Re: [PATCH v10 0/9] KVM: mm: fd-based approach for supporting KVM

From: Sean Christopherson
Date: Wed Feb 22 2023 - 16:53:26 EST


On Thu, Feb 16, 2023, David Hildenbrand wrote:
> On 16.02.23 06:13, Mike Rapoport wrote:
> > Hi,
> >
> > On Fri, Dec 02, 2022 at 02:13:38PM +0800, Chao Peng wrote:
> > > This patch series implements KVM guest private memory for confidential
> > > computing scenarios like Intel TDX[1]. If a TDX host accesses
> > > TDX-protected guest memory, machine check can happen which can further
> > > crash the running host system, this is terrible for multi-tenant
> > > configurations. The host accesses include those from KVM userspace like
> > > QEMU. This series addresses KVM userspace induced crash by introducing
> > > new mm and KVM interfaces so KVM userspace can still manage guest memory
> > > via a fd-based approach, but it can never access the guest memory
> > > content.
> >
> > Sorry for jumping late.
> >
> > Unless I'm missing something, hibernation will also cause an machine check
> > when there is TDX-protected memory in the system. When the hibernation
> > creates memory snapshot it essentially walks all physical pages and saves
> > their contents, so for TDX memory this will trigger machine check, right?

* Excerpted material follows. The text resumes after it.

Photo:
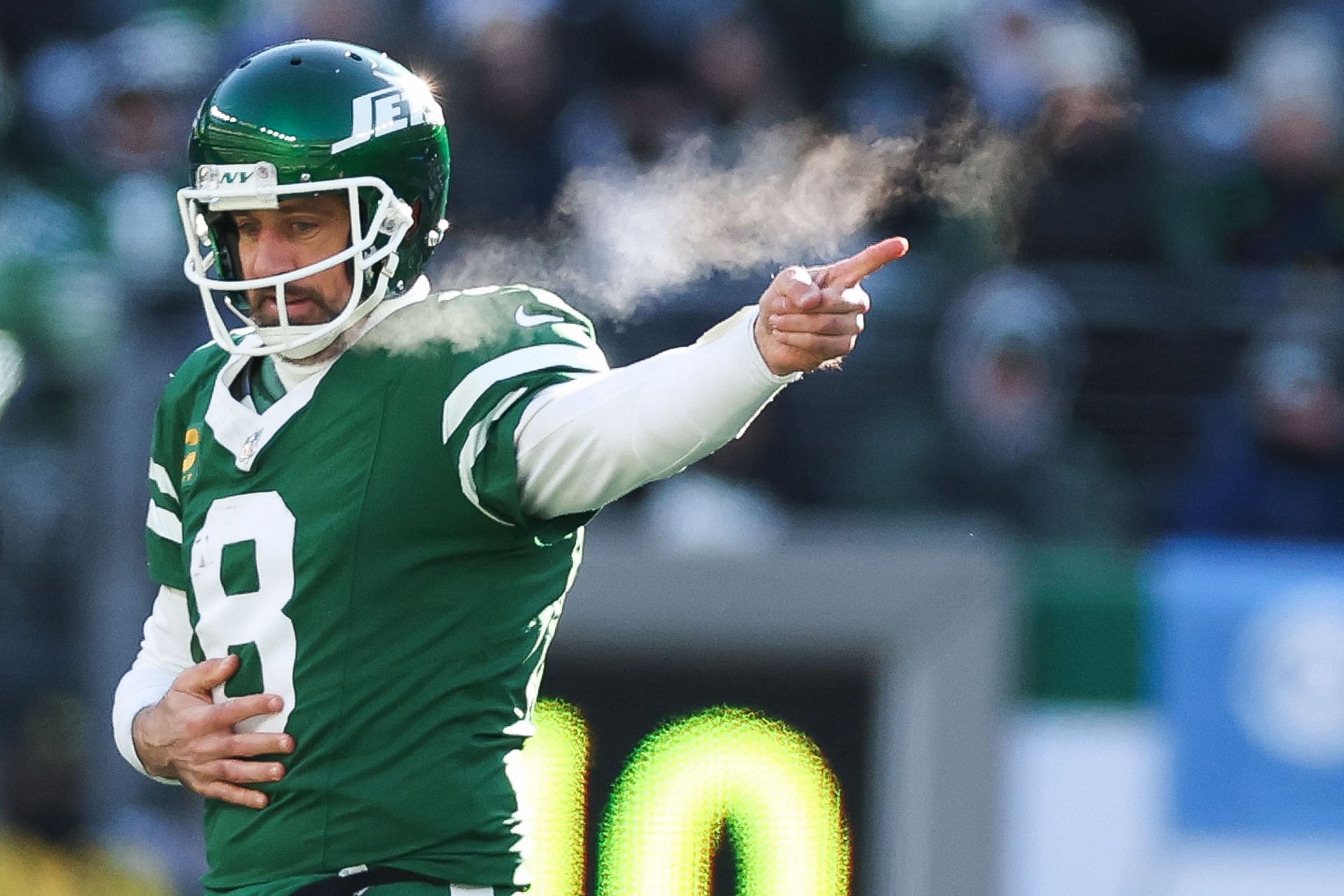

For hibernation specifically, I think that should be handled elsewhere as hibernation
is simply incompatible with TDX, SNP, pKVM, etc. without paravirtualizing the
guest, as none of those technologies support auto-export a la s390. I suspect
the right approach is to disallow hibernation if KVM is running any protected guests.

> I recall bringing that up in the past (also memory access due to kdump,
> /prov/kcore) and was told that the main focus for now is preventing
> unprivileged users from crashing the system, that is, not mapping such
> memory into user space (e.g., QEMU). In the long run, we'll want to handle
> such pages also properly in the other events where the kernel might access
> them.

Ya, unless someone strongly objects, the plan is to essentially treat "attacks"
from privileged users as out of to scope for initial support, and then iterate
as needed to fix/enable more features.

FWIW, read accesses, e.g. kdump, should be ok for TDX and SNP as they both play
nice with "bad" reads. pKVM is a different beast though as I believe any access
to guest private memory will fault. But my understanding is that this series
would be a big step forward for pKVM, which currently doesn't have any safeguards.